I had a friend do this for me on photo shop. I am going to have him do one for each guest, then I'll burn them onto a DVD to play on the big screen. I thought it would be fun for people to watch for their comic self to pop on the screen.


----------



## Halloween Princess (Sep 23, 2008)

I am heaving a really hard time coming up with prizes for the costume contest. Doesn't have to fit the theme, but any ideas that do would be great too. Maybe a cape that says "Best costume"?


----------



## MsMeeple (Aug 21, 2004)

Are you talking about prizes or awards?

For prizes, you could do baskets with superhero stickers, action figures, comic books, cd, etc.

For awards/trophies....you could use action figures or emblems from the heroes and villains mounted on a plaque/stand.
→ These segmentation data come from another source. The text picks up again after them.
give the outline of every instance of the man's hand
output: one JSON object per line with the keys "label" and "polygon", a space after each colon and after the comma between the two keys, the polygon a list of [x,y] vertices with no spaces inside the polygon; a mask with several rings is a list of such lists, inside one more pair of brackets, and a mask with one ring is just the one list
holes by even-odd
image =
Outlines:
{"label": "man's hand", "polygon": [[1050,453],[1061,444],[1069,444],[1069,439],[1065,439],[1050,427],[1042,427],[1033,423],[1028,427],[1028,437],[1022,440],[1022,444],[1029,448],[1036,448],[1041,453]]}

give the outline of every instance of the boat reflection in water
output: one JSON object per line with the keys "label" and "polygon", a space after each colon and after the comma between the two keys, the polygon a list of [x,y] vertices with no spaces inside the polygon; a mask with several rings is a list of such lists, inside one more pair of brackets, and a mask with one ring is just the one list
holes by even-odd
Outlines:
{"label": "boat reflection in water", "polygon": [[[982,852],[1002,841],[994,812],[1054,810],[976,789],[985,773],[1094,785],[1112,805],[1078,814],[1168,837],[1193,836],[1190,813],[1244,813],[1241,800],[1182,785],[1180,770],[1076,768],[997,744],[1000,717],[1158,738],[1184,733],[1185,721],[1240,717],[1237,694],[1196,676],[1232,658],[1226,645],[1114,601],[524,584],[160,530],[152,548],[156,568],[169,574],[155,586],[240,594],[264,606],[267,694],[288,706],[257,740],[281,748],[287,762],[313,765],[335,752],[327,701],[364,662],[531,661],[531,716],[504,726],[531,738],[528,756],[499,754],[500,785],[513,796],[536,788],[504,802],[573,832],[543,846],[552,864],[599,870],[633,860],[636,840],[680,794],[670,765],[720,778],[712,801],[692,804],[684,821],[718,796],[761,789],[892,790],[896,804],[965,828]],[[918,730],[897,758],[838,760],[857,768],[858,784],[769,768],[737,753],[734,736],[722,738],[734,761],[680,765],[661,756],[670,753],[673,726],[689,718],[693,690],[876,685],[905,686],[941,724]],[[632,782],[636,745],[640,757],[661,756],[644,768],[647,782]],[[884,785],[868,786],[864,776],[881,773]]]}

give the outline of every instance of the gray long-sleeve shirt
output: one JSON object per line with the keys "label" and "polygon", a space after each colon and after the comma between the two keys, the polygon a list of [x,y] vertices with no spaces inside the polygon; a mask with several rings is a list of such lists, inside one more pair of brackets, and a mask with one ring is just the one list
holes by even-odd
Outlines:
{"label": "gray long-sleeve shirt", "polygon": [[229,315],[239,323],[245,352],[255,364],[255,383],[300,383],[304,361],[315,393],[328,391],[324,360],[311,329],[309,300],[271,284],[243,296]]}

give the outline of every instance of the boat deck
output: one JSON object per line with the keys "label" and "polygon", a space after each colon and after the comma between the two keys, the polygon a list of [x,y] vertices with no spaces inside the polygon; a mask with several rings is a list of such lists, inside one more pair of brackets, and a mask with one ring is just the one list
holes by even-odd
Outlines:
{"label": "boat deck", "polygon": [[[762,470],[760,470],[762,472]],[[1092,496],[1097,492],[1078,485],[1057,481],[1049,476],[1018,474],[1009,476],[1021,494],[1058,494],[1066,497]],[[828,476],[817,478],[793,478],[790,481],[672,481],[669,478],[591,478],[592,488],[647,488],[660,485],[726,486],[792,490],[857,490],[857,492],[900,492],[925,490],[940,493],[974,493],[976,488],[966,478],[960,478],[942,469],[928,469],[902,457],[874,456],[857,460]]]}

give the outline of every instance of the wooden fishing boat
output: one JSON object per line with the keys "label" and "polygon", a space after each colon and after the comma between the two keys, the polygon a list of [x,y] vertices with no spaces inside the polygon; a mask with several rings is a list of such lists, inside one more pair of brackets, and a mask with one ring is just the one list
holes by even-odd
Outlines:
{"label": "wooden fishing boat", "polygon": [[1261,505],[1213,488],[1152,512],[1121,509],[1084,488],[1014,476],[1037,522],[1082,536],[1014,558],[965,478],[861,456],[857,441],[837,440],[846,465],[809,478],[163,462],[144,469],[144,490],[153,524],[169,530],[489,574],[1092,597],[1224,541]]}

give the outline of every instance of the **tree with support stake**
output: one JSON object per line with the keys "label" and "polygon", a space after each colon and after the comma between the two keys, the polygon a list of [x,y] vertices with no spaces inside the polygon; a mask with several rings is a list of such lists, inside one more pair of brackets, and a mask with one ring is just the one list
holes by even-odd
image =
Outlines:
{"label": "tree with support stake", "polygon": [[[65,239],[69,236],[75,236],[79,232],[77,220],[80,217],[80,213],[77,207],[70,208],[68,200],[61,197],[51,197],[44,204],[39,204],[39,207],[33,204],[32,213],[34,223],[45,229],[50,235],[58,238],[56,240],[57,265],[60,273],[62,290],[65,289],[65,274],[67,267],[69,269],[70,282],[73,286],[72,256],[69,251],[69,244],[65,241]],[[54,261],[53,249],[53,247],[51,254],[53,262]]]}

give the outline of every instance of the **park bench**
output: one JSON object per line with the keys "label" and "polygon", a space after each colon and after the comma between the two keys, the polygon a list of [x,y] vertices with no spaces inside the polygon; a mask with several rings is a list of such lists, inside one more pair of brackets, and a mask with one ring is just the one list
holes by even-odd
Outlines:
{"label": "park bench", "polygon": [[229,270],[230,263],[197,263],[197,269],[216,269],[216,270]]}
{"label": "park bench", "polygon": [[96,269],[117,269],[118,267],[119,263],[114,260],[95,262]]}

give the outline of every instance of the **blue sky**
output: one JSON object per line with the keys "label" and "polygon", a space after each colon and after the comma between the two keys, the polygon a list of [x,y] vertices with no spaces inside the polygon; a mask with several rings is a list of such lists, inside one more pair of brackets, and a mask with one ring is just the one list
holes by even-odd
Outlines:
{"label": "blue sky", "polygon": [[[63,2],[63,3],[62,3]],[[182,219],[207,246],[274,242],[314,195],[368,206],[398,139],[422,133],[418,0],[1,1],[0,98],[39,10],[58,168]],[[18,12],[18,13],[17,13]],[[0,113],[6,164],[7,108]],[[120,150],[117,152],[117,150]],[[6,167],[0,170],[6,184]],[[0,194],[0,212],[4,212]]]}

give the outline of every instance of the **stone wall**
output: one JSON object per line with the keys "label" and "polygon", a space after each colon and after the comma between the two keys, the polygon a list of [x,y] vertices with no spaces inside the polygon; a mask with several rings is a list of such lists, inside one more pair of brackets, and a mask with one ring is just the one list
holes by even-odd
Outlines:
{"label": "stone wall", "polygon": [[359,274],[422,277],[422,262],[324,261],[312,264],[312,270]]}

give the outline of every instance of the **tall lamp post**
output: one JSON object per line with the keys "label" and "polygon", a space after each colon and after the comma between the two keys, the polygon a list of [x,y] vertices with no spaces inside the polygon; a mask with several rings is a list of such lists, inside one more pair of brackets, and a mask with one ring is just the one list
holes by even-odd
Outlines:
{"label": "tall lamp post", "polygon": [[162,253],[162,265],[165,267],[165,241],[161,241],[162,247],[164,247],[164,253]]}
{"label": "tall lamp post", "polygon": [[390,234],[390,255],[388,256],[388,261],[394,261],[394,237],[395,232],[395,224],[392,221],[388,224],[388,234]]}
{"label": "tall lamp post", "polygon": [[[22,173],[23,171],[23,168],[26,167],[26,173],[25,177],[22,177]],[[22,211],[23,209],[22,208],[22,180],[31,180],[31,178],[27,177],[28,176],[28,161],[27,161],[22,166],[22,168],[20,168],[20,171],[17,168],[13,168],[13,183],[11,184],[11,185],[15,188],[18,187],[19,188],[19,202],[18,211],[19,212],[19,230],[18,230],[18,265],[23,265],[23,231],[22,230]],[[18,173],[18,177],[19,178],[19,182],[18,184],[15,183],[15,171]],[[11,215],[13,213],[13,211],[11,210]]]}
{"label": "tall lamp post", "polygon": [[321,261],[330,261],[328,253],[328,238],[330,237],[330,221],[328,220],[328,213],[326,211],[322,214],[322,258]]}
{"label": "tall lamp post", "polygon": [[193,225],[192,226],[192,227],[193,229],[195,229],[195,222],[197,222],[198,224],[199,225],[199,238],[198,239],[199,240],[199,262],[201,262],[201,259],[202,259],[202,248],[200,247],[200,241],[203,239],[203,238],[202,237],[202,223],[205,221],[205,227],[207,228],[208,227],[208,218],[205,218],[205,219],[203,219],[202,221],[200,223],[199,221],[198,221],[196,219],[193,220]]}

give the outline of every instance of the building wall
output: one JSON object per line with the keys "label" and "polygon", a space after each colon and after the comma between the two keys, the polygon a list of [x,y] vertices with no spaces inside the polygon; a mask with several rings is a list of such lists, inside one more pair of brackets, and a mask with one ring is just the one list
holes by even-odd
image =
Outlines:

I see a question mark (riddler) trophy for the funniest costume. A superman emblem for the best hero trophy. Red skull trophy for best villain...etc.

Meeps


----------



## Halloween Princess (Sep 23, 2008)

Love the idea of characters on a plaque/stand. For the sake of time & money (my prize baskets always add up) we went out & bought Halloween themed wine & silver skull wine bottle stoppers. I am going to put a cape on the best hero bottle & a mask on the best villian bottle.


----------